You see, I’m caught between these deep blue seas. One of me wants to explore – to see the Eiffel Tower, the ruins of Pompeii, to float in a Venetian gondola – while the other is so grateful to finally get home, he can’t imagine what drove him away in the first place. Then from the bottom of my suitcase the twisted remains of a souvenir t-shirt resurfaces. I unfold it and drape it like a flag over my chest, this pledge to be a tourist.
Descartes believed that thought – not our senses – turns us into human beings. We hear, smell, taste, touch, even see the world, like any other creature, but only by being aware of our perceptions do we become (and here I take a liberty) tourists. I know, the money collected from travelers by the local economy is appreciated, but like philosophers, tourists don’t get respect.
Descartes also postulated the untrustworthiness of the senses can be illustrated by his Wax Argument. It goes like this: One’s senses perceive the wax’s chunkiness, though set it over a flame and a transformation renders the senses senseless. Like a paramedic arriving on the scene of an accident, thought rescues us and returns us to our – dare I say it again? – senses. Stay at home too long and my life begins to feel like wax, but leave home and I notice how travel alters me, and in the fire of the world’s strangeness I glimpse the alchemy of a moment, pure gold.
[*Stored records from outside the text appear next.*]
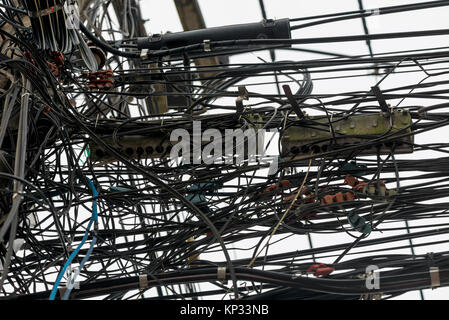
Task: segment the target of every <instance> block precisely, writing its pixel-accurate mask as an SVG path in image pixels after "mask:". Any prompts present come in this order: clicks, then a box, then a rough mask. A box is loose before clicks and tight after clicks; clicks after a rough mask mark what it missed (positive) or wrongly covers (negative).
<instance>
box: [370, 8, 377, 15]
mask: <svg viewBox="0 0 449 320" xmlns="http://www.w3.org/2000/svg"><path fill="white" fill-rule="evenodd" d="M368 13H370V14H371V15H372V16H379V15H380V9H379V8H376V9H371V10H368Z"/></svg>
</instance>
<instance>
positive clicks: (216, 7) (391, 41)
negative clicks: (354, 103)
mask: <svg viewBox="0 0 449 320" xmlns="http://www.w3.org/2000/svg"><path fill="white" fill-rule="evenodd" d="M363 2H364V6H365V9H374V8H377V7H383V6H393V5H401V4H410V3H411V2H412V1H407V0H395V1H392V0H388V1H387V0H364V1H363ZM413 2H420V1H413ZM199 3H200V7H201V9H202V11H203V15H204V19H205V22H206V25H207V26H208V27H214V26H222V25H228V24H238V23H251V22H257V21H260V20H261V19H262V14H261V10H260V8H259V1H258V0H226V1H223V0H200V1H199ZM141 6H142V8H143V14H144V17H145V18H147V19H150V21H149V22H148V23H147V30H148V31H150V32H151V33H165V32H167V31H171V32H177V31H182V26H181V23H180V21H179V17H178V14H177V11H176V8H175V6H174V3H173V1H172V0H143V1H141ZM265 7H266V12H267V15H268V18H276V19H280V18H297V17H303V16H312V15H318V14H325V13H335V12H344V11H352V10H358V3H357V0H338V1H336V0H315V1H298V0H265ZM448 17H449V7H443V8H436V9H427V10H421V11H411V12H407V13H405V14H392V15H385V16H377V17H370V18H368V28H369V30H370V33H388V32H400V31H418V30H429V29H446V28H449V19H448ZM359 34H363V27H362V22H361V20H360V19H357V20H349V21H344V22H338V23H332V24H328V25H324V26H316V27H311V28H307V29H303V30H298V31H293V33H292V37H293V38H303V37H305V38H309V37H324V36H343V35H359ZM448 44H449V36H437V37H427V38H408V39H401V40H398V39H395V40H378V41H372V46H373V50H374V53H380V52H388V51H397V50H411V49H419V48H428V47H440V46H445V45H448ZM303 48H311V49H322V50H328V51H332V52H336V53H343V54H347V55H361V54H368V48H367V46H366V44H365V42H363V41H360V42H350V43H335V44H322V45H307V46H303ZM257 56H259V57H262V58H264V59H266V60H268V59H269V55H268V53H267V52H258V53H254V54H245V55H239V56H236V57H233V58H232V59H231V63H237V62H260V60H258V59H257ZM277 58H278V60H294V61H300V60H307V59H317V58H324V56H319V55H314V54H308V53H301V52H287V51H282V52H278V53H277ZM423 77H424V75H423V74H419V73H414V74H409V75H407V76H400V77H399V76H398V77H391V79H388V81H386V83H385V84H384V86H385V87H396V86H403V85H407V84H414V83H417V82H418V81H420V80H421V79H422V78H423ZM376 80H378V79H376V77H373V76H367V77H364V78H353V79H347V80H344V81H319V82H316V83H314V93H317V92H319V93H323V92H326V93H337V92H349V91H359V90H360V91H369V90H370V88H371V86H372V85H373V84H374V83H375V81H376ZM258 90H273V88H261V87H259V88H258ZM404 103H405V104H409V105H411V104H412V103H413V101H412V100H410V99H409V100H407V101H405V102H404ZM417 103H419V104H421V105H422V104H425V102H423V101H417ZM447 136H448V131H447V128H446V129H442V130H440V131H438V132H433V133H429V134H426V135H423V136H421V137H418V139H417V142H426V143H428V142H429V141H430V140H431V141H432V142H437V141H445V139H444V138H447ZM435 140H437V141H435ZM430 156H431V155H430ZM438 156H442V155H441V154H439V155H438ZM405 157H410V155H406V156H405ZM427 157H429V155H427ZM387 235H391V234H390V233H388V232H386V233H384V234H382V235H375V234H373V235H372V236H371V237H376V236H387ZM337 238H338V239H335V235H333V236H332V237H331V238H329V237H324V236H323V237H321V236H317V235H315V236H314V237H313V240H314V245H315V246H320V245H328V244H329V241H332V243H337V242H347V241H349V240H350V239H348V237H347V236H345V235H338V236H337ZM437 238H438V239H440V238H441V239H448V236H447V235H445V236H440V237H435V240H436V239H437ZM298 239H301V240H298ZM305 239H306V238H305V237H302V238H297V237H296V238H294V240H292V241H289V242H288V248H287V250H288V251H290V250H296V249H297V250H300V249H301V248H307V247H308V244H307V243H305ZM426 240H428V239H426ZM417 242H419V241H417ZM282 244H283V245H282V246H283V247H282V248H280V247H276V246H273V248H272V249H271V250H270V253H275V252H276V251H277V250H278V251H285V250H286V249H285V247H284V246H285V242H283V243H282ZM395 244H396V243H395ZM403 244H404V245H406V244H407V242H403ZM437 250H438V249H436V250H435V249H434V248H432V251H437ZM439 250H447V248H446V247H445V246H442V247H439ZM428 251H430V250H428V248H419V249H418V250H417V253H426V252H428ZM395 252H396V253H397V252H398V251H395ZM403 252H404V253H409V251H408V250H405V251H403ZM219 260H221V259H219ZM400 298H401V299H419V295H418V292H416V291H415V292H411V293H408V294H406V295H403V296H401V297H400ZM425 298H426V299H448V298H449V289H444V288H443V289H436V290H426V291H425Z"/></svg>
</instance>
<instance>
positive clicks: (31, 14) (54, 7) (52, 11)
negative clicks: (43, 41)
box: [28, 4, 64, 18]
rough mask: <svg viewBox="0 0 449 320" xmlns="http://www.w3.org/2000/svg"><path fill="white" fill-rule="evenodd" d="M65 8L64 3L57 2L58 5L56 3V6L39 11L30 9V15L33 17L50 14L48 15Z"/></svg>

Okay, that’s probably enough philosophy. Born with a feelasopher’s moniker, I can’t help going mental once-in-awhile, which is why I value the souvenir t-shirt, because it weaves the fleeting nature of my travel experiences into the physicality of my daily life. It’s that simple. It allows me to carry each transformation close to my skin, to wash it and fold it and tell an occasional story about my latest trip whenever an unsuspecting stranger asks me about my t-shirt.
I’ve thought about going to Prague for my next metamorphosis, visiting the Kafka museum, but I’ve always wanted to visit Gibraltar too, a British dependency at the southern tip of the Iberian peninsula. It usually take me a full year to muster the courage for another major assault on my sedentary senses, but it helps to imagine myself coming home with a souvenir t-shirt, something with the picture of a cockroach, or better yet: Gibraltar Rocks!